# Download Windows 7 Boot Screen for Windows XP



## Vishal Gupta (Nov 4, 2008)

*img.photobucket.com/albums/v374/vishaal_here/Windows%207/Windows7logo.png

*Windows 7 M3* build has been released and it contains lots of new changes along with a new beautiful "*Boot Screen*".

Windows 7 boot screen contains "Starting Windows..." text along with a glassy progressbar in the middle. To read about all new changes in Windows 7, read *this topic*.

I have tried to make a similar boot screen for Windows XP. Since XP boot screen is not very customizable, we are bound within lots of limitations.

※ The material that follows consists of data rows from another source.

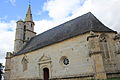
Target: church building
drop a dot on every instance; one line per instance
(82, 48)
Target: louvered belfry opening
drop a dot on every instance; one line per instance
(46, 73)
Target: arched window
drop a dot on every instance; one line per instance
(104, 46)
(24, 63)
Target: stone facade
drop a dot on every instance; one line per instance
(82, 62)
(91, 55)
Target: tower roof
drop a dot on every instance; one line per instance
(29, 14)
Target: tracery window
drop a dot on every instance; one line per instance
(104, 46)
(24, 63)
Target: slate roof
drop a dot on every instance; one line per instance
(80, 25)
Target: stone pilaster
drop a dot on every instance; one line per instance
(95, 54)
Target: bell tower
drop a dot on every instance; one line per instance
(24, 31)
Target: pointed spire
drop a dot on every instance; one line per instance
(29, 14)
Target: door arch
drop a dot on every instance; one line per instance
(46, 74)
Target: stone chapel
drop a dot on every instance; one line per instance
(82, 48)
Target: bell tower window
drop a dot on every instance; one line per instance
(104, 46)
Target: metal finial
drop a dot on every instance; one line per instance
(29, 1)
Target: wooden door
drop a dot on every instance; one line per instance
(46, 73)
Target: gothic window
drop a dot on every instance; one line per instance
(104, 46)
(64, 60)
(24, 63)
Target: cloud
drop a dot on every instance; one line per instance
(64, 10)
(12, 2)
(59, 9)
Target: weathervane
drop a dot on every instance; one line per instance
(29, 1)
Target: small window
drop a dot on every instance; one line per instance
(104, 46)
(64, 61)
(24, 64)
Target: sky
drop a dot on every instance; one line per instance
(50, 13)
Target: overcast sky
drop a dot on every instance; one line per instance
(49, 13)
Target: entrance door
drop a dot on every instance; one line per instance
(46, 73)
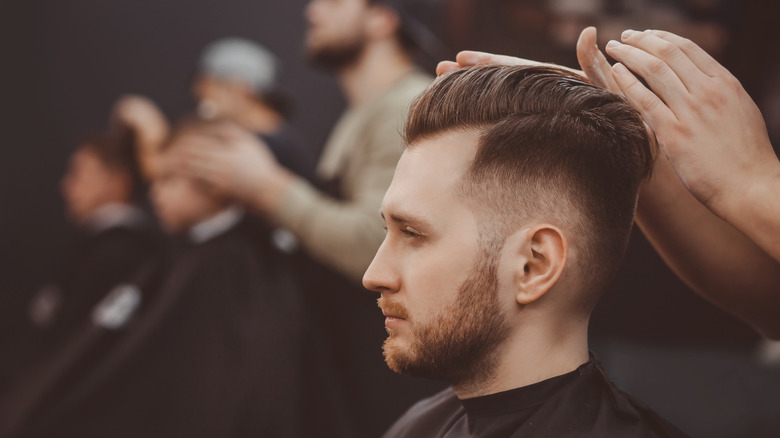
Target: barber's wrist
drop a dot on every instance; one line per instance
(742, 205)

I have tried my best to create this one and I hope you'll like it.

*img.photobucket.com/albums/v374/vishaal_here/VistaVGSevenBootScreenforXP-1.png

*Download Link*

*More Info and Instructions*

Please post your comments and feedbacks.


----------



## hsr (Nov 4, 2008)

most loliest one ever


----------



## ThinkFree (Nov 4, 2008)

Beautiful? I don't think so.


----------



## Vishal Gupta (Nov 4, 2008)

lol. Were your comments made for Windows 7 boot screen or my attempt?


----------



## ring_wraith (Nov 4, 2008)

If that is indeed the new Boot Screen, then its very bad news. That is possibly the ugliest boot screen I have ever laid eyes on, and if MS doesn't care enough to design a great looking boot screen (which, may I remind you is the first MS branded thing you see when you switch on your PC) then its a pretty clear indication of just how much work they put into Windows Seven itself. 

Of course, since this is just an early beta build, it will most probably improve over time.

-=edit=-

VG, just went through the article on your site (great work, as always btw) and noticed the Libraries thing in the sidebar in the explorer window. So is this finally the virtual folders thing that was supposed to be present in Vista? 

One more thing, the actual boot screen does not look all that bad actually.... Sorry VG, but this boot screen, definitely not one of your best works. 

Also, it kind of scares me as to how similar 7 is to Vista. But if they can give me an OS that's been nicely streamlined and not as much of a resource hog as Vista, yet has all the features of Vista, I'm hooked. 

Or the more likely alternative, i.e. 7 will be another Vista and I'll have to buy a Mac out of desperation.


----------



## New (Nov 4, 2008)

> Or the more likely alternative, i.e. 7 will be another Vista and I'll have to buy a Mac out of desperation.


No friend. Windows 7 is really good..It is the OS we always wanted.I have been using it since last friday and it's ultra fast compared to Vista.


----------



## Vishal Gupta (Nov 4, 2008)

As I mentioned earlier, Windows XP boot screen has lots of limitations. We can't use 16-bit graphics, we can't use moving glow in progressbar, etc.

Windows 7 boot screen is awesome, best boot screen to date because it supports 16-bit graphics. Actually it uses a slide show of a few images just like we see animated ORB before login screen in Vista.

Anyway I have tried to make it as much close to Windows 7 as I can. All kind of comments are welcomed as always.


----------



## gopi_vbboy (Nov 4, 2008)

i hope M$ will take ur screen into consideration...best of luck.....just post the pick of bootscreen to take a quick look...i don want to download whole stuff


----------



## anispace (Nov 4, 2008)

@vishal
cant this be done for vista.........with all the glass effects and all. Or does the vista boot screen also have limitations like XP.


----------



## paroh (Nov 5, 2008)

i think next hardware upgrade to windows 7 will be 2010


----------



## Vishal Gupta (Nov 5, 2008)

^^ haha. No problem mate. I just tried to make one. 

@anispace
Vista boot screen is also not very customizable. You can't modify the actual boot screen which shows the progressbar but you can replace the "NoGUI" Aurora boot screen with your own image but you can't use a progressbar in it.


----------



## JojoTheDragon (Nov 19, 2008)

Not bad. using it for now as i got nothing new now.


----------